All these drugs are habit forming; that is to say, they leave the body no better, and with a craving for a repetition of the relief. When you are tired, it is because your muscles and nerves are storing up fatigue poisons more rapidly than your blood-stream can get rid of them. You need to know about this condition, and exhaustion and pain are nature's protective warning. If you put a stop to the warning, you are as unintelligent as the Eastern despots who used to cut off the head of the messenger who brought bad tidings. If, when you have a headache, you go into a drug store and let the druggist mix you one of those white fizzy drinks, what you are doing is not to get rid of the poisons in your blood-stream, but merely to reduce the action of your heart, so as to keep the blood from pressing so fast into the aching blood vessels and nerves. You may try that trick with your heart a number of times, but sooner or later you will try it once too often—your heart will stop a little bit quicker than you meant it to!
Drugs are poisons, and their action depends upon their poisoning some particular portion of the body, and temporarily paralyzing it. And bear this in mind, they are none the less poisonous because they are "natural" products. You can kill yourself by cyanide of potassium, which comes out of a chemist's retort; but you can kill yourself just as dead with laudanum, which comes out of a plant, or with the contents of the venom sac of a snake.
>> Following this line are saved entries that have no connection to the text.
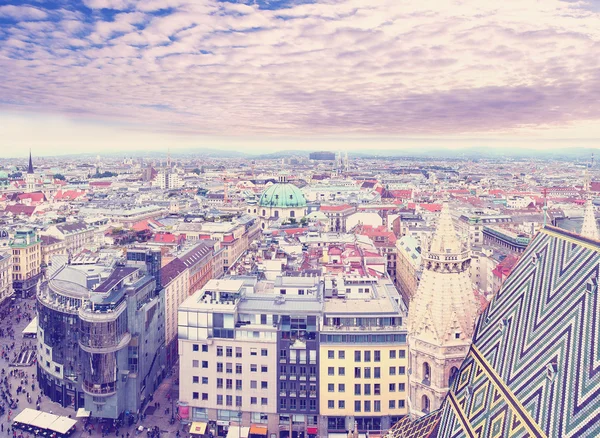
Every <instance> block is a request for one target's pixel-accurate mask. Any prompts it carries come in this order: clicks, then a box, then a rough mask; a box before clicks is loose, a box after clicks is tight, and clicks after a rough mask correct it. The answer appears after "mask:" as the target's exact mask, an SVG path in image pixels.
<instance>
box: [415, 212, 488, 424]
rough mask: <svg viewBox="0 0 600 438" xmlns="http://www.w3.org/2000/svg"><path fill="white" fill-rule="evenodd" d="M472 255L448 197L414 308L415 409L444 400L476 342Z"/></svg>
mask: <svg viewBox="0 0 600 438" xmlns="http://www.w3.org/2000/svg"><path fill="white" fill-rule="evenodd" d="M470 265H471V255H470V251H469V248H468V245H467V244H466V242H462V241H461V240H459V238H458V237H457V235H456V231H455V229H454V225H453V222H452V216H451V215H450V209H449V207H448V204H447V203H444V205H443V207H442V212H441V215H440V218H439V222H438V226H437V229H436V232H435V234H434V236H433V238H432V240H431V244H430V246H429V249H428V250H427V251H425V252H424V254H423V274H422V276H421V281H420V282H419V287H418V288H417V292H416V293H415V295H414V297H413V298H412V300H411V302H410V308H409V312H408V344H409V354H410V359H409V363H410V377H409V379H410V380H409V387H410V409H411V413H413V414H416V415H423V414H426V413H428V412H431V411H434V410H436V409H438V408H439V407H440V406H441V403H442V400H443V399H444V397H445V395H446V393H447V392H448V388H449V386H450V384H451V383H452V381H453V379H454V377H455V376H456V374H457V373H458V369H459V368H460V365H461V363H462V361H463V359H464V358H465V357H466V355H467V353H468V351H469V347H470V345H471V341H472V336H473V330H474V326H475V320H476V318H477V315H478V312H479V306H478V304H477V301H476V299H475V294H474V292H473V286H472V284H471V278H470V272H469V268H470Z"/></svg>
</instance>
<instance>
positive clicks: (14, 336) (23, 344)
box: [0, 299, 189, 438]
mask: <svg viewBox="0 0 600 438" xmlns="http://www.w3.org/2000/svg"><path fill="white" fill-rule="evenodd" d="M14 303H15V304H14V306H15V309H14V310H13V311H12V312H10V313H9V315H8V317H5V318H2V319H1V320H0V329H3V330H4V331H6V330H7V329H8V328H9V327H10V328H12V329H13V330H14V343H15V346H14V348H13V349H12V350H11V351H10V352H9V358H10V359H12V357H13V354H14V352H18V351H20V349H21V346H23V345H25V344H30V345H35V342H36V340H35V339H27V338H25V339H24V338H23V334H22V331H23V329H24V328H25V327H27V325H28V324H29V322H30V320H29V319H27V318H25V319H24V318H22V317H21V319H20V321H19V322H17V318H18V317H19V314H20V312H23V311H24V309H25V306H35V300H34V299H17V300H15V301H14ZM16 306H20V307H21V309H20V311H19V310H17V309H16ZM30 313H31V314H32V316H33V315H35V312H34V311H30ZM12 343H13V339H11V338H9V337H6V335H5V337H0V350H6V349H7V347H10V346H11V344H12ZM1 368H3V369H4V370H5V372H6V373H8V372H10V371H11V370H15V369H18V370H21V371H23V372H25V373H26V374H27V376H28V384H27V387H26V388H27V390H28V391H29V394H30V397H31V403H28V402H27V394H21V395H19V396H16V399H17V400H18V407H17V409H14V410H13V411H12V413H11V417H10V420H12V419H13V418H14V417H15V416H16V415H18V414H19V413H20V412H21V411H22V410H23V409H24V408H27V407H29V408H32V409H35V407H36V405H35V402H36V400H37V398H38V396H39V395H40V391H39V388H38V384H37V381H35V379H33V381H32V376H33V375H35V373H36V366H35V364H33V365H31V366H25V367H9V361H8V360H6V359H5V358H0V369H1ZM177 374H178V373H175V376H174V377H168V378H166V379H165V380H164V381H163V382H162V383H161V385H160V386H159V388H158V389H157V390H156V392H155V393H154V397H153V402H151V403H150V405H153V403H155V402H156V403H160V408H157V409H155V410H154V412H153V413H152V414H151V415H150V414H147V415H146V418H145V419H144V420H140V421H138V423H136V424H133V425H132V426H130V427H121V428H120V429H119V433H118V435H116V434H115V433H114V432H113V433H111V434H110V435H106V436H117V437H120V436H121V435H123V436H127V433H129V436H130V437H135V436H136V429H137V428H138V427H139V426H140V425H142V426H144V427H145V428H149V427H150V428H151V427H154V426H158V427H159V429H160V430H161V437H175V436H176V432H177V430H180V436H181V437H182V438H183V437H187V436H188V435H189V434H188V433H187V428H185V432H184V428H182V426H180V424H179V422H177V421H176V422H175V424H169V420H170V419H171V409H172V405H173V406H174V407H175V409H177V403H176V402H177V400H176V398H177V394H178V392H179V387H178V386H177V385H174V382H175V379H176V378H177ZM9 383H10V384H11V385H12V394H13V397H15V395H16V394H15V393H16V388H17V387H18V386H19V385H20V384H21V379H20V378H17V377H10V376H9ZM32 383H34V384H35V389H34V390H33V391H32V390H31V384H32ZM169 394H172V395H173V396H174V397H175V400H174V403H173V402H172V401H170V400H169V399H168V397H167V396H168V395H169ZM0 404H4V405H6V403H5V402H4V401H2V400H0ZM167 408H168V409H169V413H166V412H165V410H166V409H167ZM40 409H41V410H42V411H44V412H52V413H53V414H56V415H65V416H71V417H72V418H75V415H76V412H75V410H74V409H73V408H63V407H62V406H60V405H59V404H58V403H54V402H52V401H51V400H50V399H49V398H47V397H45V396H42V398H41V403H40ZM11 424H12V421H9V419H8V409H7V410H6V412H5V413H4V414H3V415H2V416H0V438H3V437H5V436H6V437H12V431H11V432H10V435H9V434H8V428H9V427H11ZM11 428H12V427H11ZM97 429H98V428H96V430H94V431H92V433H91V434H89V433H88V432H86V431H84V430H83V419H79V421H78V423H77V431H76V433H75V434H73V435H72V437H76V438H77V437H100V436H102V433H101V432H100V431H99V430H97ZM146 435H147V434H146V432H142V433H141V434H139V435H138V436H139V437H140V438H142V437H143V438H146ZM24 436H25V437H27V434H24ZM28 438H33V435H31V436H29V437H28Z"/></svg>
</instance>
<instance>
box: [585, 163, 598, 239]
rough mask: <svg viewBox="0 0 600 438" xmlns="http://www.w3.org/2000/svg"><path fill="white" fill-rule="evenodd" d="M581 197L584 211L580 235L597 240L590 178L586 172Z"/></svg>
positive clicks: (597, 231)
mask: <svg viewBox="0 0 600 438" xmlns="http://www.w3.org/2000/svg"><path fill="white" fill-rule="evenodd" d="M583 196H584V198H585V210H584V213H583V225H582V227H581V235H582V236H583V237H587V238H589V239H595V240H598V239H599V238H600V236H599V233H598V224H597V223H596V215H595V214H594V204H592V197H591V196H590V177H589V175H588V172H587V170H586V171H585V176H584V180H583Z"/></svg>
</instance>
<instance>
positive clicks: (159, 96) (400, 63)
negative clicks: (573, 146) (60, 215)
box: [0, 0, 600, 156]
mask: <svg viewBox="0 0 600 438" xmlns="http://www.w3.org/2000/svg"><path fill="white" fill-rule="evenodd" d="M599 53H600V1H598V0H589V1H583V0H582V1H573V0H502V1H500V2H497V1H485V0H314V1H309V0H279V1H276V0H254V1H251V0H249V1H222V0H221V1H219V0H3V1H1V2H0V153H1V154H2V155H3V156H25V155H26V154H27V153H28V151H29V148H32V150H33V152H34V155H59V154H63V153H77V152H94V153H95V152H102V151H110V152H115V151H129V150H131V151H144V150H165V151H166V150H167V149H168V148H170V149H171V150H172V151H177V150H178V149H180V150H184V149H188V148H211V149H214V148H217V149H218V148H223V149H235V150H242V151H275V150H283V149H311V150H312V149H335V150H338V149H346V150H350V151H352V150H361V151H368V150H369V149H402V148H420V147H423V146H424V145H427V146H435V147H447V148H460V147H473V146H477V147H490V148H498V147H530V148H534V149H546V148H558V147H571V146H579V147H598V146H600V123H598V122H599V121H600V56H598V54H599Z"/></svg>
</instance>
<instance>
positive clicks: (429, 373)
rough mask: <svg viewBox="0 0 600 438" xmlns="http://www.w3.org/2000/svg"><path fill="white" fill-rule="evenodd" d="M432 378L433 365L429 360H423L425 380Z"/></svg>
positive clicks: (423, 372) (424, 375)
mask: <svg viewBox="0 0 600 438" xmlns="http://www.w3.org/2000/svg"><path fill="white" fill-rule="evenodd" d="M430 379H431V367H430V366H429V364H428V363H427V362H423V380H430Z"/></svg>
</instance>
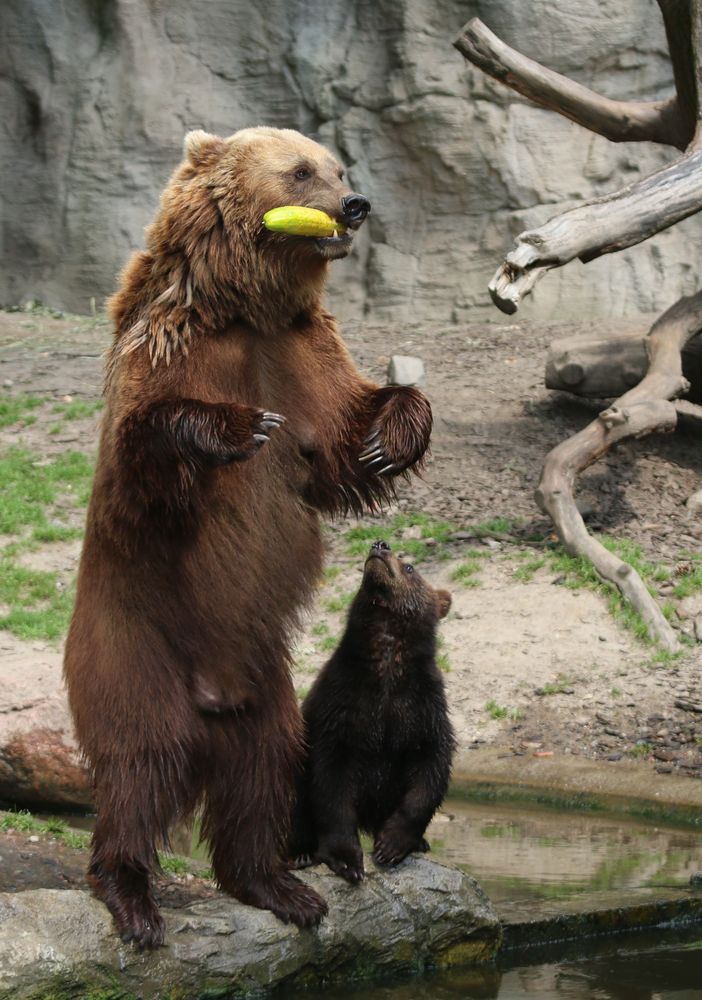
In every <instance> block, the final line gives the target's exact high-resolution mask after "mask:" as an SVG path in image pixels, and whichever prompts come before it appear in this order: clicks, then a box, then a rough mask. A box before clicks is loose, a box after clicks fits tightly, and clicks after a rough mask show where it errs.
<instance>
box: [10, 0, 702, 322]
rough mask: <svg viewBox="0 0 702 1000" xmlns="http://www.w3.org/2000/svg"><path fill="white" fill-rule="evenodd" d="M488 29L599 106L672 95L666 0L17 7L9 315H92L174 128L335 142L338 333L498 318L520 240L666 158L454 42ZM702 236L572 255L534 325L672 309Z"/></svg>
mask: <svg viewBox="0 0 702 1000" xmlns="http://www.w3.org/2000/svg"><path fill="white" fill-rule="evenodd" d="M476 14H477V15H479V16H481V17H482V18H483V19H484V20H485V22H486V23H487V24H488V26H489V27H491V28H492V29H493V30H494V31H496V32H497V33H498V34H499V35H500V36H501V37H503V38H504V40H505V41H506V42H508V43H510V44H512V45H513V46H514V47H516V48H518V49H520V50H521V51H523V52H524V53H525V54H527V55H530V56H532V57H534V58H536V59H540V60H543V61H544V62H546V63H547V64H548V65H549V66H551V67H552V68H553V69H556V70H558V71H561V72H563V73H566V74H568V75H569V76H571V77H573V78H574V79H575V80H578V81H579V82H581V83H584V84H586V85H590V86H594V87H595V88H596V89H598V90H600V91H601V92H603V93H605V94H606V95H608V96H611V97H628V98H631V99H641V100H652V99H658V98H660V97H662V96H664V95H667V94H669V93H670V92H671V90H672V72H671V69H670V66H669V63H668V60H667V57H666V54H665V53H666V48H665V40H664V33H663V28H662V24H661V21H660V17H659V15H658V11H657V8H656V6H655V3H654V2H653V0H625V2H620V0H563V2H561V3H558V4H551V3H546V2H545V0H535V2H534V3H524V2H522V0H490V2H487V0H377V2H374V3H367V2H361V0H352V2H349V0H270V2H268V3H266V4H261V3H259V2H257V0H170V2H169V3H155V2H154V3H148V4H143V3H139V4H137V3H133V2H132V0H106V2H100V3H62V4H59V3H56V2H55V0H5V2H3V3H2V4H1V5H0V22H1V23H0V27H1V29H2V30H0V53H1V56H2V60H3V65H4V67H5V69H4V73H3V76H2V79H1V80H0V106H1V107H2V108H3V111H4V129H3V141H2V148H1V149H0V169H1V170H2V176H3V178H4V181H5V183H4V184H3V186H2V193H1V194H0V199H1V203H0V205H1V209H2V225H3V233H2V250H1V253H2V256H1V258H0V263H1V266H0V302H4V303H5V304H8V303H17V302H23V301H25V300H27V299H29V298H33V297H36V298H39V299H41V300H42V301H44V302H45V303H47V304H49V305H52V306H56V307H61V308H68V309H72V310H75V311H82V312H87V311H88V310H89V308H90V302H91V299H92V298H95V300H96V301H97V304H98V306H99V305H100V304H101V303H102V300H103V299H104V297H105V296H106V295H108V294H109V293H110V292H111V291H112V290H113V289H114V286H115V280H116V276H117V274H118V272H119V270H120V269H121V268H122V266H123V265H124V263H125V261H126V260H127V258H128V256H129V254H130V252H131V251H132V250H134V249H136V248H138V247H140V246H141V245H142V230H143V227H144V226H145V225H146V224H147V223H148V222H149V220H150V219H151V217H152V216H153V214H154V211H155V208H156V206H157V204H158V195H159V192H160V190H161V189H162V187H163V185H164V183H165V181H166V180H167V178H168V175H169V174H170V172H171V171H172V170H173V168H174V167H175V165H176V164H177V162H178V161H179V158H180V149H181V144H182V139H183V135H184V133H185V132H186V131H187V130H189V129H192V128H200V127H202V128H205V129H208V130H210V131H214V132H218V133H220V134H230V133H231V132H233V131H235V130H236V129H238V128H241V127H242V126H247V125H255V124H270V125H276V126H287V127H292V128H298V129H300V130H301V131H303V132H306V133H308V134H310V135H313V136H314V137H316V138H318V139H319V140H321V141H322V142H324V143H326V144H327V145H329V146H330V147H331V148H333V149H334V150H335V151H336V152H337V153H338V154H339V156H340V157H341V159H342V160H343V161H345V163H346V164H347V166H348V168H349V177H350V181H351V184H352V186H353V187H354V188H355V189H356V190H358V191H360V192H362V193H364V194H366V195H367V196H368V197H369V198H370V200H371V202H372V204H373V212H372V215H371V217H370V219H369V222H368V224H367V225H366V226H364V231H362V233H361V234H360V237H359V239H358V240H357V241H356V249H355V251H354V255H353V257H352V258H351V259H349V260H347V261H344V262H341V263H339V264H337V265H335V266H334V269H333V279H332V283H331V302H332V304H333V308H334V310H335V311H336V312H337V313H338V314H339V315H341V316H342V318H343V316H344V315H347V316H353V317H354V318H358V317H359V315H361V314H362V313H363V312H364V311H365V312H366V313H368V314H372V315H373V317H374V318H376V319H379V320H382V319H386V318H388V319H389V318H392V319H395V320H412V319H417V320H421V319H432V320H436V321H437V322H439V323H441V322H450V321H452V320H464V319H466V318H467V317H468V316H474V314H475V310H476V309H481V310H485V311H486V313H487V314H488V315H495V318H496V319H498V318H499V317H498V316H497V314H496V313H495V312H494V310H493V307H492V306H491V304H490V301H489V296H488V293H487V289H486V286H487V282H488V280H489V278H490V277H491V275H492V273H493V272H494V270H495V268H496V267H497V265H498V264H499V263H500V261H501V259H502V255H503V254H504V252H505V251H506V250H508V249H509V248H510V247H511V244H512V238H513V236H514V235H516V234H517V233H519V232H521V231H522V230H524V229H526V228H529V227H533V226H535V225H537V224H538V223H540V222H543V221H545V220H546V219H548V218H549V217H551V216H552V215H554V214H556V213H557V212H560V211H563V210H564V209H566V208H568V207H571V206H572V205H574V204H575V203H577V202H579V201H581V200H584V199H588V198H591V197H593V196H597V195H600V194H603V193H606V192H607V191H610V190H613V189H615V188H617V187H619V186H622V185H623V184H625V183H627V182H631V181H634V180H635V179H636V178H637V177H639V176H640V175H641V174H643V173H647V172H650V171H651V170H653V169H654V168H656V167H658V166H661V165H662V164H663V163H665V162H667V161H668V160H670V159H671V158H672V156H673V155H674V154H673V152H672V151H669V150H666V149H664V148H658V147H656V146H653V145H646V144H620V145H614V144H611V143H607V142H606V140H604V139H602V138H600V137H598V136H594V135H591V134H590V133H588V132H586V131H585V130H583V129H580V128H579V127H578V126H576V125H574V124H572V123H570V122H568V121H567V120H565V119H562V118H560V117H559V116H557V115H554V114H550V113H548V112H546V111H542V110H539V109H537V108H534V107H532V106H530V105H528V104H527V103H526V102H525V101H523V100H522V99H521V98H519V97H518V96H516V95H514V94H512V93H510V92H508V91H507V90H505V89H504V88H501V87H500V86H499V85H497V84H496V83H494V82H493V81H492V80H490V79H488V78H486V77H484V76H483V75H482V74H480V73H479V72H477V71H476V70H474V69H473V68H472V67H469V66H468V65H467V63H466V62H465V60H464V59H463V57H462V56H460V55H459V53H458V52H457V51H456V50H455V49H453V47H452V44H451V42H452V39H453V38H454V37H455V35H456V34H457V33H458V31H459V29H460V28H461V27H462V25H463V24H464V23H465V21H466V20H467V19H468V18H469V17H471V16H473V15H476ZM699 234H700V222H699V220H697V219H691V220H687V221H686V222H684V223H683V224H681V225H680V226H677V227H675V228H674V229H671V230H668V231H667V232H665V233H662V234H660V235H658V236H657V237H656V238H655V239H653V240H651V241H650V242H649V243H647V244H644V245H642V246H640V247H635V248H632V249H631V250H629V251H626V252H623V253H621V254H616V255H609V256H606V257H604V258H601V259H600V260H598V261H594V262H592V263H590V264H588V265H587V266H586V267H579V266H578V265H577V264H576V263H572V264H571V265H570V266H569V267H567V268H565V269H563V270H560V271H557V272H554V273H553V274H551V275H549V276H548V277H547V278H546V279H545V280H544V281H543V282H542V283H541V284H540V285H539V286H538V288H537V289H536V291H535V293H534V294H533V296H532V298H531V299H530V301H529V302H528V303H527V304H525V306H524V307H523V311H524V314H525V316H526V317H535V316H536V317H539V318H547V317H554V316H558V317H559V318H567V317H569V316H570V317H575V316H577V317H581V316H583V315H594V316H597V315H608V316H611V315H615V316H619V315H623V314H625V313H631V312H638V311H641V312H650V311H657V310H661V309H663V308H664V307H666V306H667V305H669V304H670V303H671V302H672V301H674V300H675V299H676V298H677V297H678V296H680V295H681V294H689V293H690V292H692V291H693V290H696V280H697V276H696V270H697V269H696V268H695V267H693V266H692V261H693V254H692V246H693V243H694V242H695V240H696V239H698V238H699ZM564 283H566V284H567V286H568V294H567V295H565V294H564V289H565V284H564Z"/></svg>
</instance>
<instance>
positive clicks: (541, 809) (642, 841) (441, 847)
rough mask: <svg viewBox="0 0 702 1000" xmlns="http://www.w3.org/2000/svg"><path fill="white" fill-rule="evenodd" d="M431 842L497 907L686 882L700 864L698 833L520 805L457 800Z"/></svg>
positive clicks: (589, 814) (688, 830)
mask: <svg viewBox="0 0 702 1000" xmlns="http://www.w3.org/2000/svg"><path fill="white" fill-rule="evenodd" d="M429 839H430V842H431V845H432V850H433V851H434V852H435V853H436V855H437V857H440V858H442V859H444V860H446V861H448V862H450V863H451V864H454V865H457V866H458V867H460V868H462V869H464V870H465V871H467V872H470V874H471V875H474V876H475V878H477V880H478V881H479V882H480V884H481V885H482V886H483V888H484V889H485V891H486V892H487V894H488V895H489V896H490V898H491V899H492V900H493V902H495V903H497V904H499V903H500V902H501V901H503V900H504V901H507V900H509V901H510V902H516V901H518V900H528V899H548V898H567V897H568V896H572V895H574V894H576V893H581V892H585V891H592V890H598V889H627V888H634V887H640V886H661V885H666V886H669V885H681V884H687V882H688V880H689V878H690V875H691V874H692V873H693V872H694V871H696V870H698V869H700V868H702V833H700V832H698V831H695V830H686V829H676V828H675V827H663V826H657V825H654V824H652V823H651V824H649V823H646V822H644V821H642V820H634V819H627V818H619V817H612V816H610V815H604V814H597V813H595V814H593V813H583V812H575V811H573V812H562V811H559V810H550V809H543V808H541V807H531V806H526V805H521V804H520V805H519V806H515V805H500V804H493V803H489V804H488V803H463V802H457V801H455V800H452V801H450V802H448V803H447V804H446V806H445V809H444V814H443V815H439V816H438V817H437V818H436V819H435V820H434V822H433V823H432V825H431V827H430V828H429ZM498 908H499V906H498Z"/></svg>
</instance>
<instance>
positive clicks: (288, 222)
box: [263, 205, 346, 236]
mask: <svg viewBox="0 0 702 1000" xmlns="http://www.w3.org/2000/svg"><path fill="white" fill-rule="evenodd" d="M263 225H264V226H265V227H266V229H270V230H271V232H273V233H290V235H291V236H333V235H334V233H345V232H346V227H345V226H342V224H341V223H340V222H335V221H334V219H332V218H331V217H330V216H329V215H327V213H326V212H320V211H319V209H317V208H303V207H302V205H282V206H281V207H280V208H272V209H271V210H270V212H266V214H265V215H264V216H263Z"/></svg>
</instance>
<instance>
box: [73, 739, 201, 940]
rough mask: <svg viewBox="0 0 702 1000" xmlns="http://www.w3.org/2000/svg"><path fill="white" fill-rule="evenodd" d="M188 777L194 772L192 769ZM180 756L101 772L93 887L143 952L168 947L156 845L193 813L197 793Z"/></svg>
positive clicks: (109, 768)
mask: <svg viewBox="0 0 702 1000" xmlns="http://www.w3.org/2000/svg"><path fill="white" fill-rule="evenodd" d="M187 770H188V772H189V769H187ZM185 772H186V769H185V768H184V767H183V760H182V755H181V754H177V755H176V754H174V756H173V759H169V758H168V757H167V756H166V755H165V753H164V754H161V755H159V756H158V758H157V759H152V760H150V761H149V762H148V764H147V762H146V758H143V759H141V760H139V761H138V762H135V761H124V760H119V761H118V760H115V761H111V762H110V763H109V764H105V763H103V764H102V766H100V767H99V768H96V774H95V790H96V799H97V807H98V813H97V821H96V824H95V830H94V833H93V838H92V856H91V860H90V865H89V867H88V882H89V883H90V886H91V888H92V890H93V893H94V894H95V896H97V898H98V899H100V900H102V902H104V903H105V905H106V906H107V908H108V909H109V911H110V913H111V914H112V917H113V919H114V921H115V926H116V929H117V932H118V933H119V935H120V937H121V939H122V940H123V941H125V942H129V941H133V942H134V944H135V945H136V946H137V947H138V948H158V947H160V946H161V945H162V944H163V940H164V932H165V925H164V922H163V918H162V916H161V914H160V912H159V907H158V904H157V902H156V899H155V897H154V894H153V888H152V881H151V874H152V872H153V871H154V870H156V869H157V868H158V854H157V851H156V844H157V843H166V842H167V840H168V830H169V828H170V827H171V826H172V825H173V823H174V822H175V821H176V820H177V819H178V818H180V817H182V816H184V815H186V814H187V813H188V812H190V811H191V810H192V807H193V805H194V801H195V797H196V795H197V789H196V788H195V787H194V782H193V781H192V779H188V777H187V776H186V773H185Z"/></svg>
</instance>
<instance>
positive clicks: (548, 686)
mask: <svg viewBox="0 0 702 1000" xmlns="http://www.w3.org/2000/svg"><path fill="white" fill-rule="evenodd" d="M572 690H573V682H572V680H570V679H569V678H568V677H564V676H563V675H562V674H559V675H558V677H557V678H556V679H555V681H551V682H550V683H549V684H542V685H541V687H540V688H539V689H538V693H539V694H543V695H550V694H566V693H569V692H571V691H572Z"/></svg>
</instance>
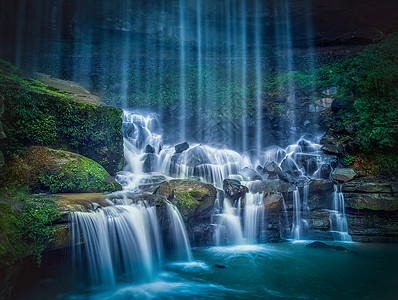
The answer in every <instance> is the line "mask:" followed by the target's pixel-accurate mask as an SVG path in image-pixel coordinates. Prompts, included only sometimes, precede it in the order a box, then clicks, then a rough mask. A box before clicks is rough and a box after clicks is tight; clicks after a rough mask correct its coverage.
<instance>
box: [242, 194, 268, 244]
mask: <svg viewBox="0 0 398 300" xmlns="http://www.w3.org/2000/svg"><path fill="white" fill-rule="evenodd" d="M264 212H265V209H264V203H263V194H259V193H257V194H252V193H248V194H246V203H245V212H244V237H245V239H246V242H247V243H248V244H255V243H256V242H257V240H258V238H259V237H260V236H261V234H262V231H263V230H264Z"/></svg>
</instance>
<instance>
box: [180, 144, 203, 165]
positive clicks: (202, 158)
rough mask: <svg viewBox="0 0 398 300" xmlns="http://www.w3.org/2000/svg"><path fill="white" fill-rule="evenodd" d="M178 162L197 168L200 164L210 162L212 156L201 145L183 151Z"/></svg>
mask: <svg viewBox="0 0 398 300" xmlns="http://www.w3.org/2000/svg"><path fill="white" fill-rule="evenodd" d="M178 163H180V164H183V165H186V166H188V167H192V168H195V167H197V166H199V165H203V164H208V163H210V158H209V156H208V155H207V152H206V151H205V149H203V148H202V147H201V146H196V147H193V148H190V149H188V150H186V151H185V152H184V153H182V154H181V157H180V159H179V160H178Z"/></svg>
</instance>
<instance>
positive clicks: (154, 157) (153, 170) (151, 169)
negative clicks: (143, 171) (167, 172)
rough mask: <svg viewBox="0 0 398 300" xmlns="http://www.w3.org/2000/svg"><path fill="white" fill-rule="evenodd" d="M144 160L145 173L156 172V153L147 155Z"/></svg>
mask: <svg viewBox="0 0 398 300" xmlns="http://www.w3.org/2000/svg"><path fill="white" fill-rule="evenodd" d="M143 160H144V164H143V171H144V172H145V173H150V172H153V171H154V170H155V163H156V155H155V154H154V153H147V154H145V156H144V157H143Z"/></svg>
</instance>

You are poisoning yourself none the less certainly if you use alcohol, which is made from the juices of beautiful fruits, and has had hosts of famous poets writing songs about it; or you can poison yourself with the caffein which you get in a lovely brown bean which comes from Brazil, fragrant to the nostrils and delicious to the taste. You may drink wine and tea and coffee for a hundred years, and have your picture published in the newspapers as a proof that these habits conduce to health; but nothing will be said about the large number of people who practiced these habits, and didn't live so long, and about how long they might have lived if they hadn't practiced these habits.